Re: compiler warnings on the buildfarm

From: Tom Lane <tgl(at)sss(dot)pgh(dot)pa(dot)us>
To: Stefan Kaltenbrunner <stefan(at)kaltenbrunner(dot)cc>
Cc: PostgreSQL-development <pgsql-hackers(at)postgresql(dot)org>
Subject: Re: compiler warnings on the buildfarm
Date: 2007-07-13 02:56:20
Message-ID: 8374.1184295380@sss.pgh.pa.us
Views: Raw Message | Whole Thread | Download mbox | Resend email
Thread:
Lists: pgsql-hackers

Stefan Kaltenbrunner <stefan(at)kaltenbrunner(dot)cc> writes:
> animal: lionfish warnings: 16
> scan.l:180: warning, the character range [<80>-<FF>] is ambiguous in a
> case-insensitive scanner
> scan.l:180: warning, the character range [<80>-<FF>] is ambiguous in a
> case-insensitive scanner
> scan.l:302: warning, the character range [<80>-<FF>] is ambiguous in a
> case-insensitive scanner

This is evidently complaining about plpgsql's scan.l, which specifies
%option case-insensitive
and then defines
ident_start [A-Za-z\200-\377_]
which is the way we do it in the main grammar too. But I've never
seen this message in any of the flex versions I've used with PG.
(Which flex version is installed on lionfish anyway?)

I find some relevant points in the flex manual:
http://flex.sourceforge.net/manual/Patterns.html

Character classes are expanded immediately when seen in the flex
input. This means the character classes are sensitive to the locale in
which flex is executed, and the resulting scanner will not be sensitive
to the runtime locale. This may or may not be desirable.

Character classes with ranges, such as `[a-Z]', should be used with
caution in a case-insensitive scanner if the range spans upper or
lowercase characters.

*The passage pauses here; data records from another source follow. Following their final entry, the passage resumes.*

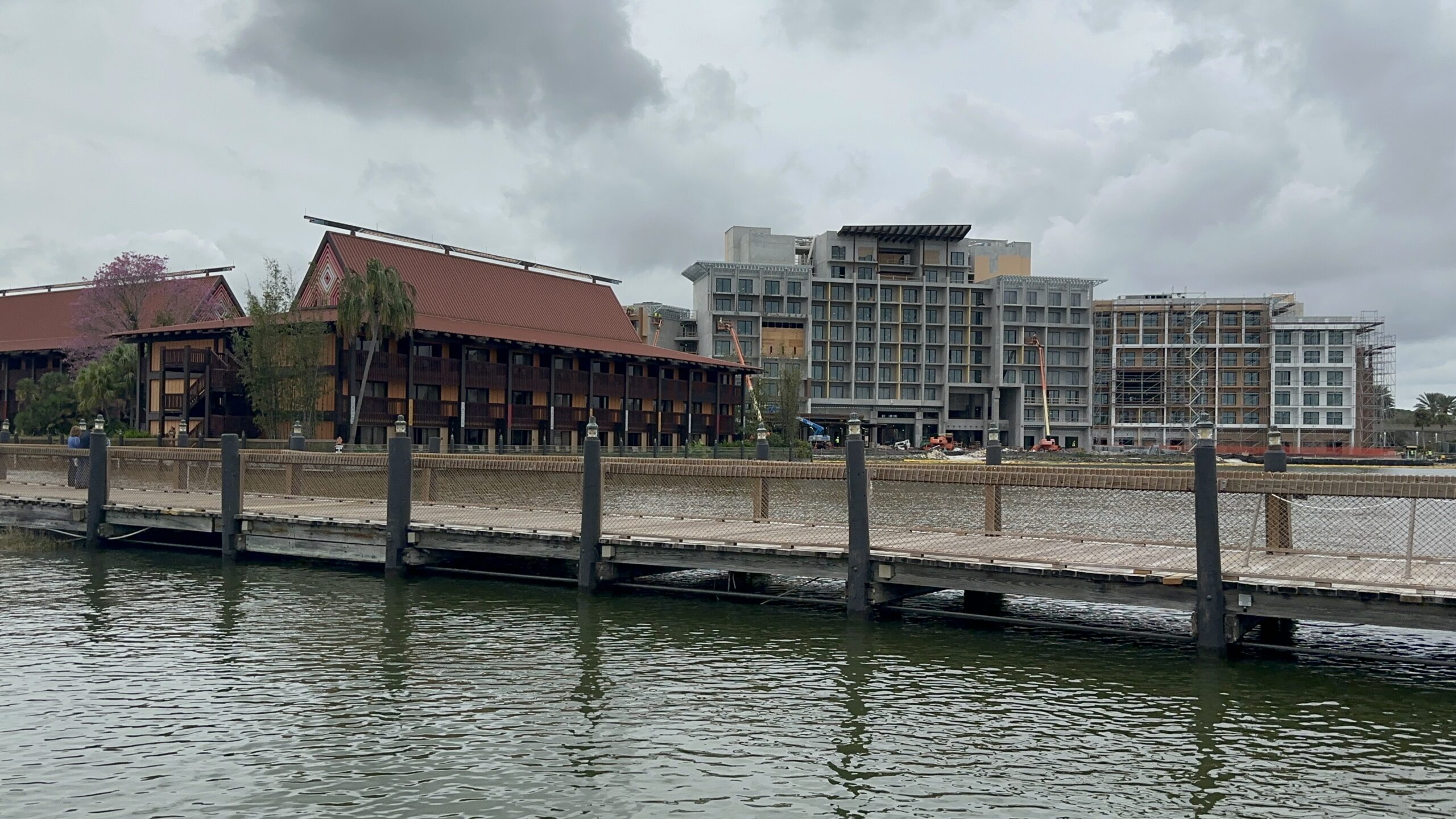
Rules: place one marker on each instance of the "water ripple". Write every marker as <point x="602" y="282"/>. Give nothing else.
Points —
<point x="140" y="684"/>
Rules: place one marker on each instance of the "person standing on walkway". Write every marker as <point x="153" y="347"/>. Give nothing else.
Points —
<point x="73" y="442"/>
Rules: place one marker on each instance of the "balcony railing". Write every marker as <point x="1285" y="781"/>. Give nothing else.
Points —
<point x="177" y="359"/>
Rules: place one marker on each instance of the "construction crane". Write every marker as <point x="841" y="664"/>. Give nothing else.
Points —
<point x="1046" y="445"/>
<point x="747" y="381"/>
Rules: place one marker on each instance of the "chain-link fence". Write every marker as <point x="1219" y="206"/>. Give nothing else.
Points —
<point x="742" y="503"/>
<point x="164" y="470"/>
<point x="541" y="494"/>
<point x="309" y="484"/>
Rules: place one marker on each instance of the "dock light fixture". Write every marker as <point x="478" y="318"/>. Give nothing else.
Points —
<point x="1205" y="429"/>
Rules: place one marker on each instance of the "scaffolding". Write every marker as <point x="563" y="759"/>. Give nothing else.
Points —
<point x="1375" y="381"/>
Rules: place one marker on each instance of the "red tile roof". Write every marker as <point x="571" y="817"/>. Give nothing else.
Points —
<point x="465" y="296"/>
<point x="44" y="321"/>
<point x="478" y="299"/>
<point x="474" y="291"/>
<point x="37" y="321"/>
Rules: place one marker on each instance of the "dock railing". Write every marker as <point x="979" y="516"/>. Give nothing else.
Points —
<point x="1325" y="530"/>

Flex does not know if you want to fold all upper
and lowercase characters together, or if you want the literal numeric
range specified (with no case folding). When in doubt, flex will assume
that you meant the literal numeric range, and will issue a warning. The
exception to this rule is a character range such as `[a-z]' or `[S-W]'
where it is obvious that you want case-folding to occur.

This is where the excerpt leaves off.